畑を離れた小屋の陰から双眼鏡で張っていると、山際の木がざわりと揺れて、猿の群れがぬっと姿を見せた。先頭の一匹が、電気柵の支柱のてっぺんに、ひらりと飛び乗る。
ピントを合わせようと筒を回すと、こういう時にかぎって一発で像が結んだ。妙に手に馴染む双眼鏡だ。それはさておき、俺の目は、猿の一手にすっかり釘付けになっていた。
電線は三段に張ってある。触れれば当然、バチッとくる。ところが先頭の猿は、支柱の"碍子のすぐ脇"——電線を留めた樹脂の、通電していないほんの数センチの一点だけを、器用に足場にした。
電気の通らない場所を、こいつは正確に見抜いている。
「うわ、そこか。よく見つけたな……」
思わず声が漏れた。碍子の際なんて、俺が設計上いちばん気を抜いていた盲点だ。それを、この猿は一目で見つけて、後続に道を譲るように、ひょいひょいと渡っていく。
群れは行儀よく一列に、同じ足場を踏んで柵の内側へ降り立った。感電は一匹もなし。完璧な"抜け道"の共有だった。
◇◇◇
悔しがるより先に、俺は感心してしまっていた。
考えてみれば、向こうだって食うために必死なのだ。柵を張られ、罠を仕掛けられ、それでも腹を満たすために、目と頭をめいっぱい使って一点の隙を探し当てる。

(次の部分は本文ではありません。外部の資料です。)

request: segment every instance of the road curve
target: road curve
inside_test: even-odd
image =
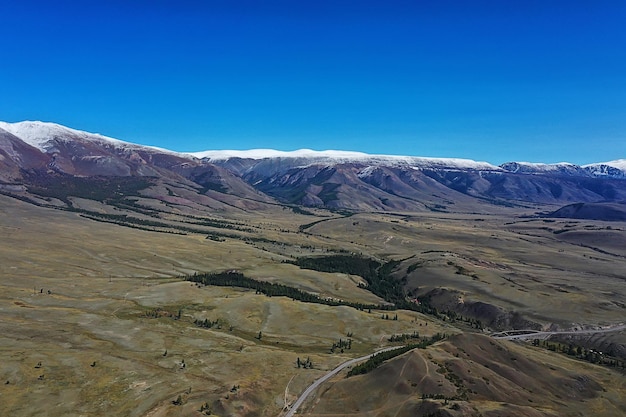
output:
[[[618,326],[615,326],[615,327],[609,327],[609,328],[605,328],[605,329],[574,330],[574,331],[562,331],[562,332],[541,332],[541,331],[529,330],[529,333],[515,334],[515,335],[507,335],[506,332],[500,332],[500,333],[492,335],[492,337],[494,337],[496,339],[504,339],[504,340],[530,339],[530,338],[541,338],[541,337],[553,336],[553,335],[558,335],[558,334],[609,333],[609,332],[617,332],[617,331],[625,330],[625,329],[626,329],[626,324],[622,324],[622,325],[618,325]],[[502,335],[502,336],[499,336],[499,335]],[[398,347],[399,346],[391,346],[391,347],[388,347],[388,348],[385,348],[385,349],[378,350],[378,351],[376,351],[374,353],[370,353],[369,355],[361,356],[360,358],[350,359],[349,361],[343,362],[342,364],[340,364],[335,369],[333,369],[332,371],[328,372],[327,374],[325,374],[321,378],[318,378],[315,381],[313,381],[313,383],[311,385],[309,385],[307,387],[307,389],[305,389],[304,392],[302,392],[302,394],[300,394],[300,396],[293,403],[293,405],[291,406],[289,411],[287,411],[287,413],[284,416],[282,416],[282,417],[293,417],[296,414],[296,412],[298,411],[298,408],[302,405],[302,403],[304,403],[306,401],[306,399],[311,394],[313,394],[313,392],[315,392],[315,390],[320,385],[322,385],[324,382],[328,381],[333,376],[337,375],[343,369],[347,368],[348,366],[354,365],[355,363],[367,360],[367,359],[371,358],[372,356],[374,356],[374,355],[376,355],[378,353],[386,352],[388,350],[397,349]]]
[[[328,381],[333,376],[337,375],[339,372],[341,372],[346,367],[354,365],[355,363],[367,360],[367,359],[371,358],[372,356],[377,355],[377,354],[379,354],[381,352],[387,352],[388,350],[398,349],[399,347],[401,347],[401,346],[391,346],[391,347],[388,347],[388,348],[385,348],[385,349],[378,350],[378,351],[376,351],[374,353],[370,353],[369,355],[361,356],[360,358],[350,359],[349,361],[346,361],[346,362],[340,364],[339,366],[337,366],[332,371],[328,372],[323,377],[318,378],[315,381],[313,381],[313,383],[311,385],[309,385],[308,388],[305,389],[302,394],[300,394],[300,396],[298,397],[296,402],[293,403],[293,405],[291,406],[291,408],[289,409],[287,414],[285,414],[283,417],[293,417],[293,415],[296,414],[296,411],[298,411],[298,408],[302,405],[302,403],[304,401],[306,401],[306,399],[311,394],[313,394],[313,392],[320,385],[322,385],[324,382]]]
[[[583,334],[596,334],[596,333],[610,333],[610,332],[618,332],[620,330],[626,329],[626,324],[622,324],[615,327],[607,327],[605,329],[589,329],[589,330],[570,330],[570,331],[561,331],[561,332],[540,332],[540,331],[532,331],[528,330],[528,333],[523,334],[507,334],[507,332],[499,332],[491,335],[491,337],[495,339],[503,339],[503,340],[514,340],[514,339],[542,339],[547,338],[554,335],[583,335]],[[525,330],[517,330],[525,331]],[[509,332],[516,332],[516,330],[510,330]]]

「頭いいなあ、こいつら。俺が半日かけて張った柵の、いちばん弱いとこを、一発で当ててくるんだから」
憎む気には、どうしてもなれなかった。むしろ、こんな山奥で、俺は毎日けっこう本気の相手と向き合っているんだな、とすら思う。都会のデスクでは、こういう手応えのある知恵比べには、ついぞ出会わなかった。
仕掛けておいたくくり罠のほうも、見に行って唸った。餌にした甘藷の切れ端だけが、まるくえぐれるように失くなっている。踏み板には、指一本ぶんの体重もかかっていない。
罠を作動させずに、餌だけ抜く。長い腕を伸ばして、慎重に、そうっと。想像すると、いっそ職人技だ。
「餌だけ持っていくって、おまえら、器用にもほどがあるだろ」
俺は罠の前にしゃがみ込んで、しばらく笑っていた。畑を狙われるのは、正直、困る。困るのだが、この賢さには、いち作り手として拍手を送りたい気持ちのほうが勝ってしまう。
碍子の脇を塞ぐか。踏み板の感度を上げるか。餌の置き方を変えるか。頭の中で、対策の手が次々に組み上がっていく。この感じは、悪くない。むしろ、久しぶりに"設計する楽しさ"に火がついていた。
◇◇◇
ところが、だ。
翌朝、意気込んで塞いだはずの碍子脇には、もう新しい手の跡がなかった。かわりに、群れは柵沿いのまるで別の一点——今度は地面すれすれ、番線の緩んだ隙間から、あっさり内側へ入っていた。
こっちが一つ塞ぐと、向こうは即座に次の穴を見つける。まるで、俺の直した箇所を確かめて回ってから、手を打っているみたいだった。
「……先読みされてる、これ」
昨日の抜け道を潰されたら、今日は別の抜け道。反応が早い。一晩で、こちらの対策を検証して、更新してくる。相手はチームで、しかも学習している。
俺は畑の真ん中に立って、腕を組んだまま、しばらく唸った。腹は立たない。ただ、事の性質が、じわじわと見えてきた気がした。
これは、力ずくの獣害とは、まるで別物だ。
「これは……ただの獣害じゃないな。知能戦だ」
呟いて、俺はもう一度、柵の全体を端から端まで見渡した。次の一手を、根本から練り直さないといけない。
参ったな、と口では言いながら、その実、俺の胸のうちは、面白くて仕方がないのだった。